Thursday, July 07, 2005

Project: PyFileServer

More definition on the PyFileServer, as it gets developed.

The PyFileServer application maintains a number of mappings between local file directories and "virtual" roots. For example, if there was such a mapping:
C:\SoC\Dev\WSGI -> /wsgi
and the server application is at http://localhost:8080/pyfileserver
=> a request to GET http://localhost:8080/pyfileserver/wsgi/WSGIUtils-0.5/License/LICENSE.txt would return the file C:\SoC\Dev\WSGI\WSGIUtils-0.5\License\LICENSE.txt

This means the file repository shared does not interface directly with the web server but through the application, which is what we want.
* Relative paths are supported and resolved to a normal canonical path, but you cannot relative out of the base path C:\DoC\Dev\WSGI
* Case sensitivity depends on the server OS.

Browsing Directories
When the request GETs and POSTs to a directory url, like http://localhost:8080/pyfileserver/wsgi/WSGIUtils-0.5/ , the response pretty-prints a index of the items in the directory (name, type, size, date last modified).

If POST is used and querystring contains "listitems", the information is returned in a tab-delimited format instead. If querystring contains "listtree", all items in that directory tree structure (not just the directory) listed in a tab-delimited format. This is to support the PyFileSyncClient - normal web-browser usage will GET the html prettyprint.


Downloading Files
When the request GETS and POSTs to a file url, like http://localhost:8080/pyfileserver/wsgi/WSGIUtils-0.5/License/LICENSE.txt, the response returns the file. The following features are planned and mostly come from the HTTP 1.1 specification


FILE REQUEST --> [Conditional Processing] --> [Multipart] --> [Compression] --> [Encryption] --> [MD5] --> Channel Transfer


Conditional Processing
Here it refers to the conditional headers If-Modified-Since, If-Unmodified-Since, etc. They will be supported eventually.


Multiple Partial Content
This is to support multiple partial download - the client would request for different partial content ranges multiple times. Feature is activated by prescence of the Range request header, or by a yet-to-be-defined equivalent in the POST querystring. The server accepts only one Range (may change if I figure out that multipart thingy), multiple or invalid ranges will yield a response of 416 Range not Satisfiable and Content-Range header of '*'. Otherwise the data is returned as 206 Partial Content and Content-Range set accordingly.

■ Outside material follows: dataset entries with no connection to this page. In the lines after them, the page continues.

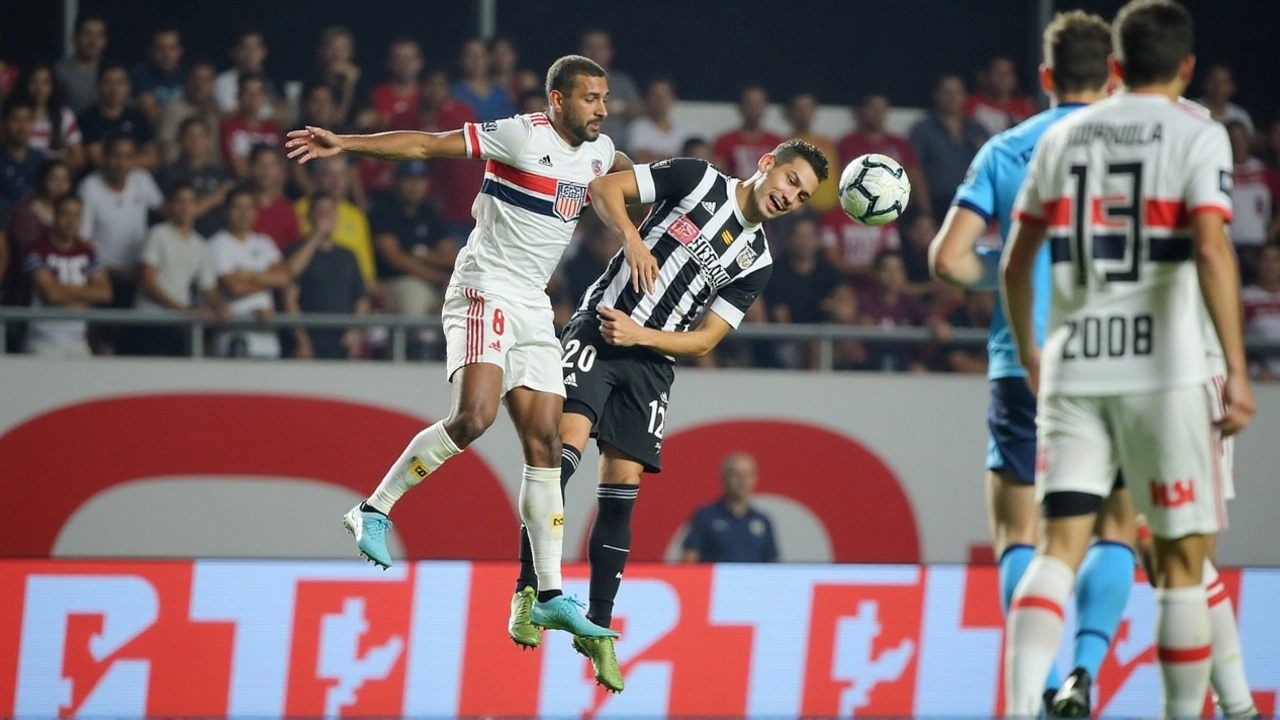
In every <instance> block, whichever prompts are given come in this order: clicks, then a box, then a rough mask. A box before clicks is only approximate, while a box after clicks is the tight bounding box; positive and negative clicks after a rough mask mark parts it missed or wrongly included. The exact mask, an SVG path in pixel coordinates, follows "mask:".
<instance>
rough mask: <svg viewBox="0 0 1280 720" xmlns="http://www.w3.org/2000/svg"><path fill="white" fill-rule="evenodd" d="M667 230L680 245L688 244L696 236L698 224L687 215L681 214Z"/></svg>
mask: <svg viewBox="0 0 1280 720" xmlns="http://www.w3.org/2000/svg"><path fill="white" fill-rule="evenodd" d="M667 232H668V233H671V237H673V238H676V240H678V241H680V242H681V243H682V245H689V243H690V242H692V241H694V238H696V237H698V225H695V224H694V222H692V220H690V219H689V215H681V217H678V218H676V222H673V223H671V227H668V228H667Z"/></svg>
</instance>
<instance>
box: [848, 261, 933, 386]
mask: <svg viewBox="0 0 1280 720" xmlns="http://www.w3.org/2000/svg"><path fill="white" fill-rule="evenodd" d="M858 305H859V309H860V311H861V324H864V325H878V327H882V328H895V327H899V328H900V327H909V328H910V327H922V325H925V324H932V323H933V320H934V319H932V318H931V316H929V311H928V310H927V309H925V306H924V304H922V302H920V301H919V300H916V299H915V297H911V296H910V295H908V292H906V268H905V265H904V264H902V255H901V254H900V252H897V251H896V250H888V251H884V252H881V254H879V255H878V256H877V258H876V284H874V287H870V288H867V290H864V291H863V293H861V296H860V297H859V299H858ZM867 351H868V354H869V356H870V357H869V359H870V364H872V366H874V368H879V369H882V370H910V372H913V373H920V372H924V370H927V369H928V368H927V366H925V365H924V363H923V361H922V359H920V354H919V352H918V348H916V347H915V346H911V345H901V343H891V342H877V343H874V345H872V346H870V347H868V348H867Z"/></svg>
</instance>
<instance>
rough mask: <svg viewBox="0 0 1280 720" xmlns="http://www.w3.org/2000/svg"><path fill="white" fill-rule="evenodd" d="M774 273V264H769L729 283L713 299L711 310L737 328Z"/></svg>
mask: <svg viewBox="0 0 1280 720" xmlns="http://www.w3.org/2000/svg"><path fill="white" fill-rule="evenodd" d="M772 274H773V266H772V265H767V266H764V268H762V269H759V270H756V272H754V273H751V274H749V275H746V277H745V278H741V279H735V281H733V282H731V283H728V284H727V286H724V290H722V291H719V295H717V296H716V300H713V301H712V306H710V311H712V313H716V314H717V315H719V316H721V319H723V320H724V322H726V323H728V324H730V327H732V328H735V329H736V328H737V327H739V325H740V324H741V323H742V316H744V315H746V311H748V310H750V309H751V304H753V302H755V299H756V297H759V295H760V293H762V292H764V287H765V286H767V284H769V275H772Z"/></svg>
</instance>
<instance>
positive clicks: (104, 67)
mask: <svg viewBox="0 0 1280 720" xmlns="http://www.w3.org/2000/svg"><path fill="white" fill-rule="evenodd" d="M111 70H120V72H122V73H124V77H125V78H128V77H129V67H128V65H125V64H124V63H123V61H120V60H104V61H102V64H101V65H99V67H97V82H102V78H104V77H106V73H109V72H111Z"/></svg>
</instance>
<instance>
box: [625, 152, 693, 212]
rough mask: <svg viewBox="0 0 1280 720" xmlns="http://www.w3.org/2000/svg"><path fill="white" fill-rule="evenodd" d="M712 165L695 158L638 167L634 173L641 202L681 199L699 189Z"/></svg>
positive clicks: (648, 201)
mask: <svg viewBox="0 0 1280 720" xmlns="http://www.w3.org/2000/svg"><path fill="white" fill-rule="evenodd" d="M709 167H710V163H708V161H707V160H698V159H694V158H673V159H669V160H658V161H657V163H646V164H643V165H636V167H635V168H632V172H634V173H635V176H636V184H637V186H639V187H640V201H641V202H654V201H655V200H658V199H660V197H675V199H680V197H684V196H686V195H689V193H690V192H692V191H694V188H695V187H698V183H699V182H701V181H703V177H704V176H705V174H707V168H709Z"/></svg>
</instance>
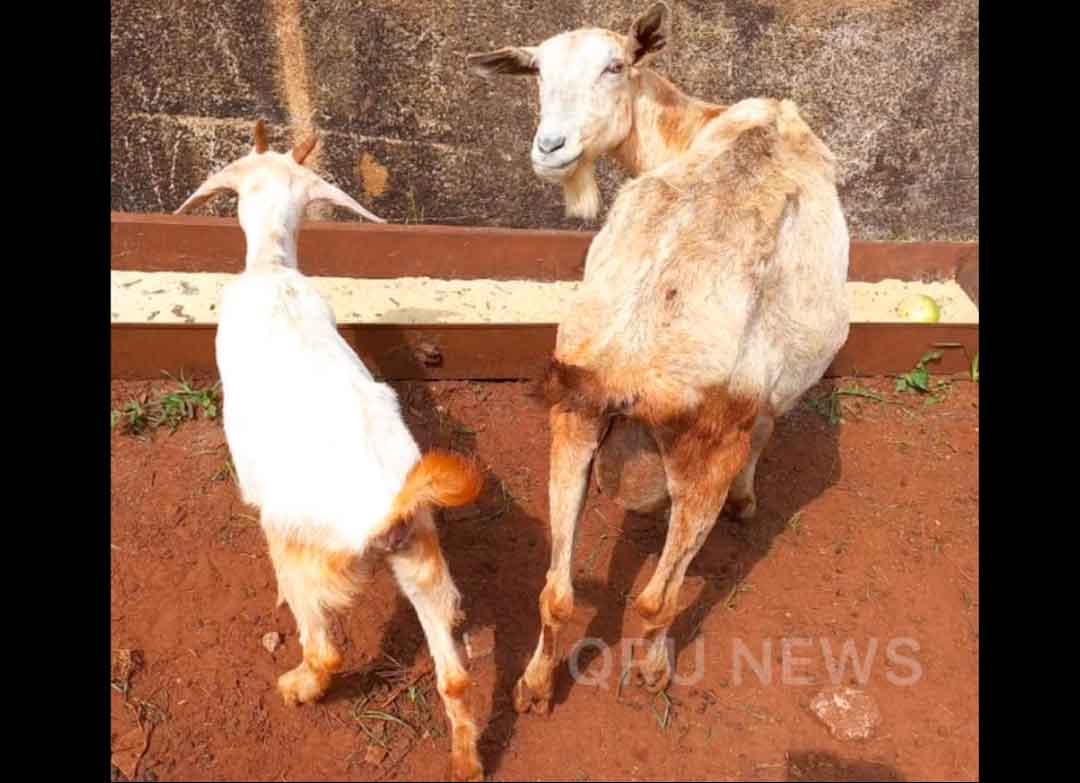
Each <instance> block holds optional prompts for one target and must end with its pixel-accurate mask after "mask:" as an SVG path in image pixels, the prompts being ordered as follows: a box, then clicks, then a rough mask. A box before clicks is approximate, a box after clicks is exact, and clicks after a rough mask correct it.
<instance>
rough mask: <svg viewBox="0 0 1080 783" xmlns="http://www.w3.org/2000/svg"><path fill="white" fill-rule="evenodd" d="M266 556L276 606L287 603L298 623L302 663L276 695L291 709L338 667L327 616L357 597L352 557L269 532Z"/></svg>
mask: <svg viewBox="0 0 1080 783" xmlns="http://www.w3.org/2000/svg"><path fill="white" fill-rule="evenodd" d="M268 539H269V543H270V558H271V562H272V563H273V567H274V573H275V575H276V577H278V590H279V599H278V603H279V606H280V605H281V604H282V603H287V604H288V608H289V609H291V610H292V612H293V617H294V619H295V620H296V627H297V631H298V632H299V637H300V647H301V648H302V650H303V660H302V661H301V662H300V664H299V665H298V666H296V669H294V670H292V671H289V672H286V673H285V674H283V675H281V677H279V678H278V691H279V692H280V693H281V697H282V699H283V700H284V701H285V703H286V704H287V705H289V706H295V705H297V704H307V703H309V702H313V701H316V700H318V699H319V698H320V697H322V696H323V693H325V692H326V689H327V688H328V687H329V683H330V678H332V676H333V674H334V672H336V671H337V670H338V669H340V667H341V653H340V652H339V651H338V650H337V647H336V646H335V645H334V642H333V639H332V638H330V633H329V613H330V611H333V610H335V609H342V608H345V607H346V606H348V604H349V603H350V602H351V599H352V596H353V595H354V594H355V590H356V584H355V581H354V576H355V572H354V570H353V567H354V562H353V557H352V555H351V554H350V553H339V552H328V551H325V550H321V549H319V548H316V546H309V545H303V544H297V543H295V542H292V541H287V540H286V539H284V538H281V537H278V536H274V535H272V534H268Z"/></svg>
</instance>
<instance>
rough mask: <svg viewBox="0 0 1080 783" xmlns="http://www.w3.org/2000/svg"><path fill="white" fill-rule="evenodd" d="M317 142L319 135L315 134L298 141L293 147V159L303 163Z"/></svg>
mask: <svg viewBox="0 0 1080 783" xmlns="http://www.w3.org/2000/svg"><path fill="white" fill-rule="evenodd" d="M318 143H319V136H318V135H316V134H311V135H310V136H309V137H308V138H307V139H306V140H303V141H300V143H299V144H298V145H296V146H295V147H294V148H293V160H295V161H296V162H297V163H300V164H301V165H302V164H303V161H305V160H307V158H308V156H309V154H311V150H313V149H314V148H315V145H316V144H318Z"/></svg>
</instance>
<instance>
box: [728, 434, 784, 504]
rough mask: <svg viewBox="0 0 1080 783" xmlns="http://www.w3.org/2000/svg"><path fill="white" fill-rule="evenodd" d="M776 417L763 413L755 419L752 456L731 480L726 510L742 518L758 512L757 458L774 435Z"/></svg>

Sending partial content always forces the Content-Type to application/octet-stream. Assembly of the file is up to the client. Note that the byte range specified may not compute to Content-Length, since it is the byterange requested BEFORE encryption, compression and other messy stream modifiers.

*Design Note* It might be better to do partial content after compression and encryption, but it means I would have to compress and encrypt the whole file to potentially just send one partial piece of it, and that the client would need to receive all pieces to successfully uncompress and decrypt -> not desirable.


Compression
HTTP protocol specifies identity (none), gzip, zlib or compress. I plan to implement only "gzip" for the initial version, but will make it pluggable so that someone can easily implement some other compression (lossy at your own risk). Feature is activated by corresponding compression identifier in "Accept-Encoding" or equivalent activator in POST querystring.

Encryption (File encryption, not channel encryption like SSL)
Looking at a couple of schemes, but for proof of concept most likely a simple shared key will be implemented. I am unsure as to add it to part of Accept-Encoding and Content-Encoding, or have it separate as an entity header. Accept-Encoding and Content-Encoding seems plausible, etc "gzip/sharedkey". And knowing how to compress it is no help if its encrypted and you don't know how to decrypt it. This will allow clients that support only "gzip" to throw the appropriate errors.

Since it is not part of the HTTP spec, obviously only the PyFileSyncClient will use this functionality.

415 Unsupported Media Type is returned if the server does not understand Compression or Encryption requested. We do this rather than send the file unencrypted.
To support Compression and Encryption, the no-transform cache control directive would be included in the response.

MD5
Server includes it by default. Computes a 16 byte MD5 digest of the body sent and puts it in header Content-MD5. It is up to the client to check it.


Pending Definition
File upload via PUT
Authentication (maintaining session)

1 comment:

Ian Bicking said...

I think authentication can be handled at a different level (e.g., WSGI middleware), and it will confuse things to handle it in the file server. Though the client has to be authentication-aware.